A Aldeia Kariri-Xocó costuma receber muitos passos de fora. São passos curiosos, atentos, às vezes apressados. Vêm estudantes, turistas, parentes de outros povos e pessoas da cidade. Cada um chega trazendo perguntas nos olhos.
Numa dessas visitas, um grupo de estudantes atravessou o Opará, vindo da cidade de Propriá, em Sergipe. Entre eles estava a jovem Mariana, que caminhava observando tudo: as casas, os fios de luz, os carros parados à sombra. Aquilo lhe parecia tão próximo de sua própria cidade que a dúvida lhe nasceu natural.
Ela se aproximou do cacique Seregê e perguntou, com respeito e curiosidade:
— Ô cacique Seregê, a aldeia é assim tão urbanizada? Tem televisão, luz elétrica, automóveis… como a nossa cidade?
Seregê sorriu devagar, como quem sabe que uma pergunta carrega muitas outras dentro dela. Olhou em volta, depois para o rio, e respondeu:
— Sim, Mariana. Mas temos outras aldeias aqui, bem diferentes dessa. Vou contar para todos como é o nosso povo.
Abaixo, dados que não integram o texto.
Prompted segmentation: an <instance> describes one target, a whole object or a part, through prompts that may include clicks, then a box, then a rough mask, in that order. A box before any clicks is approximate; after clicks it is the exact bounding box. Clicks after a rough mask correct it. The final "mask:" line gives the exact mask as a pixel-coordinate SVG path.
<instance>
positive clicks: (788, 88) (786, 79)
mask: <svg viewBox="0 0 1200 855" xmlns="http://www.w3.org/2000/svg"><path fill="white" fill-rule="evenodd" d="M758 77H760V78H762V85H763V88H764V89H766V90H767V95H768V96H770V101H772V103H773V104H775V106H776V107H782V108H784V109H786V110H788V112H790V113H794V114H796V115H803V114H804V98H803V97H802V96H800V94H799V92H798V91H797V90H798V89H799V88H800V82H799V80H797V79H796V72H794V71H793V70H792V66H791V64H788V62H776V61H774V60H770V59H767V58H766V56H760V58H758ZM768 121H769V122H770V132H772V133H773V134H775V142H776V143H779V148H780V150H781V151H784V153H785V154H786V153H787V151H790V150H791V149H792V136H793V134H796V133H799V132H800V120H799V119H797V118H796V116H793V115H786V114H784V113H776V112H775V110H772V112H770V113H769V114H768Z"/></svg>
E então, como se abrisse um mapa invisível no ar, Seregê começou a narrar.
Disse que, ao longo dos séculos de convivência com a sociedade brasileira, o povo Kariri-Xocó aprendeu a caminhar entre mundos sem perder o próprio passo. Desenvolveu estratégias de preservação cultural diante das mudanças do mundo civilizado, sem romper o fio que liga os vivos aos antepassados.
— Em nosso território indígena — explicou — existem três formas de aldeia, três modos de estar no mundo.
Primeiro, falou da Natierácró, a Aldeia Urbana, localizada próxima à cidade de Porto Real do Colégio, em Alagoas. Ali, as casas são de alvenaria, há tecnologia, luz elétrica, água encanada. Os costumes dialogam com a sociedade nacional e com o mundo da globalização. É um espaço de convivência direta com a cidade, sem que o povo deixe de ser quem é.
Depois, sua voz ganhou outro tom, mais profundo, quase como um canto antigo.
— Na mata do Ouricuri — disse — está a Natianhe, a Aldeia Tradicional, também chamada Matkaí. É território sagrado. Ali, as casas, os rituais, os costumes e as tradições seguem como nos tempos dos antepassados. Não existe nada da civilização. É uma floresta de cem hectares, cheia de plantas e animais silvestres da nossa região. Os brancos não podem visitar. É o lugar onde a espiritualidade respira livre.
Mariana ouvia em silêncio, sentindo que cada palavra carregava um ensinamento.
Então Seregê concluiu o mapa:
— Entre a Aldeia Urbana e a Aldeia Tradicional, a partir dos anos de 1990, surgiram as Natisamyá, as Aldeias Culturais. Foram construídas pelos grupos de toré: Sabucá, Baca, Etçâmy, Pahankó, Opará Taré, Kaçafeita, entre outros. Nessas aldeias, os visitantes podem chegar, conhecer, comprar artesanato, assistir e participar da nossa cultura viva.
O cacique fez uma breve pausa, como quem sela o ensinamento.
— Por isso dizemos assim: Samytsedé — a cultura está no povo. Não é a casa, nem a mata, nem a cidade que definem quem somos. São as pessoas, com seus saberes nativos, que moldam o ambiente e configuram o mundo segundo sua visão cultural, social e espiritual.
O vento passou leve entre as árvores. Mariana entendeu, sem precisar perguntar mais.
— Essa — concluiu Seregê — foi a maneira que encontramos de viver em comunidade, dialogar com a sociedade e preservar nossa espiritualidade em comunhão com os antepassados sagrados, sem jamais esquecer quem somos.
E naquele instante, entre o rio, a aldeia e a escuta, Samytsedé deixou de ser apenas uma palavra. Tornou-se presença.